Zero Memory Overhead Approach for Protecting Vision Transformer Parameters
- URL: http://arxiv.org/abs/2507.03816v1
- Date: Fri, 04 Jul 2025 21:32:24 GMT
- Title: Zero Memory Overhead Approach for Protecting Vision Transformer Parameters
- Authors: Fereshteh Baradaran, Mohsen Raji, Azadeh Baradaran, Arezoo Baradaran, Reihaneh Akbarifard,
- Abstract summary: A fault tolerance technique is introduced to protect ViT parameters against bit-flip faults with zero memory overhead.<n>When faults are detected, affected parameters are masked by zeroing out, as most parameters in ViT models are near zero.<n>This approach enhances reliability across ViT models, improving the robustness of parameters to bit-flips by up to three orders of magnitude.
- Score: 0.0
- License: http://creativecommons.org/licenses/by/4.0/
- Abstract: Vision Transformers (ViTs) have demonstrated superior performance over Convolutional Neural Networks (CNNs) in various vision-related tasks such as classification, object detection, and segmentation due to their use of self-attention mechanisms.
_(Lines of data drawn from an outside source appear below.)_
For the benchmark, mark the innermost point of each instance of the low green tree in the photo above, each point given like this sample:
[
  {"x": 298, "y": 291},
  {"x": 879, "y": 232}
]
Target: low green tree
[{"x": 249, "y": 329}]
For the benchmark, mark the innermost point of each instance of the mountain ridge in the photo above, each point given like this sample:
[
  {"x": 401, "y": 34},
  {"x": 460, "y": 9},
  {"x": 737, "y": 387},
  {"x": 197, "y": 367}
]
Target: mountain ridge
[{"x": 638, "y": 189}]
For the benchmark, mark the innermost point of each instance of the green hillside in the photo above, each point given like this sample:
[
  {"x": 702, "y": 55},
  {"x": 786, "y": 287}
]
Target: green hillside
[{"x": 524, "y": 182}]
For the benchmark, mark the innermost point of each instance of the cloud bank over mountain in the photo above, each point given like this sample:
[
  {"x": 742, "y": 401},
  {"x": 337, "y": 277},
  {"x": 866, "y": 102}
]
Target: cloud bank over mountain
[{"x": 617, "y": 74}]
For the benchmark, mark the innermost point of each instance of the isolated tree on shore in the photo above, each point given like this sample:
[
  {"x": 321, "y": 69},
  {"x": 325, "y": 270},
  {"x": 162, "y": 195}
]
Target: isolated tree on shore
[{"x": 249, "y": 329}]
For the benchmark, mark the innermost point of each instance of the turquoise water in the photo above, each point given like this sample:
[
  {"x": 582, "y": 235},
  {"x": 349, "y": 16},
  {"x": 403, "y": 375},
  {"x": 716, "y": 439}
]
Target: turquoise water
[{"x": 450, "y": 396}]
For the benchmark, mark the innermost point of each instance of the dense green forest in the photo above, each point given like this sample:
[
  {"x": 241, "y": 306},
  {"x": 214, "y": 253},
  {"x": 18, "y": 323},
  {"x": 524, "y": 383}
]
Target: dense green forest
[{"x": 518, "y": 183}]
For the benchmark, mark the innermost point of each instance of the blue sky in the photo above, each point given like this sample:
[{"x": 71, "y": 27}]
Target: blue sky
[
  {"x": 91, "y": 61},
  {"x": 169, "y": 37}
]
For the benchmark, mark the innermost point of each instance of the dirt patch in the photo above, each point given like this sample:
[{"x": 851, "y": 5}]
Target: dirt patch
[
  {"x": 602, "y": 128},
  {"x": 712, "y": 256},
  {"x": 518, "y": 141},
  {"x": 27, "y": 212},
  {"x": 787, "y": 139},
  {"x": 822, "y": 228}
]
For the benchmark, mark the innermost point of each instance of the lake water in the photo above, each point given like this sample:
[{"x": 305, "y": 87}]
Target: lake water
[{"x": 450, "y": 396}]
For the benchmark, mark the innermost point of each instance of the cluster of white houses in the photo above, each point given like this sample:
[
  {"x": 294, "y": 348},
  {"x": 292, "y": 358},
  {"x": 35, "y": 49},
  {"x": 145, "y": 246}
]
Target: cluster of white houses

As ViTs become more popular in safety-critical applications like autonomous driving, ensuring their correct functionality becomes essential, especially in the presence of bit-flip faults in their parameters stored in memory. In this paper, a fault tolerance technique is introduced to protect ViT parameters against bit-flip faults with zero memory overhead. Since the least significant bits of parameters are not critical for model accuracy, replacing the LSB with a parity bit provides an error detection mechanism without imposing any overhead on the model. When faults are detected, affected parameters are masked by zeroing out, as most parameters in ViT models are near zero, effectively preventing accuracy degradation. This approach enhances reliability across ViT models, improving the robustness of parameters to bit-flips by up to three orders of magnitude, making it an effective zero-overhead solution for fault tolerance in critical applications.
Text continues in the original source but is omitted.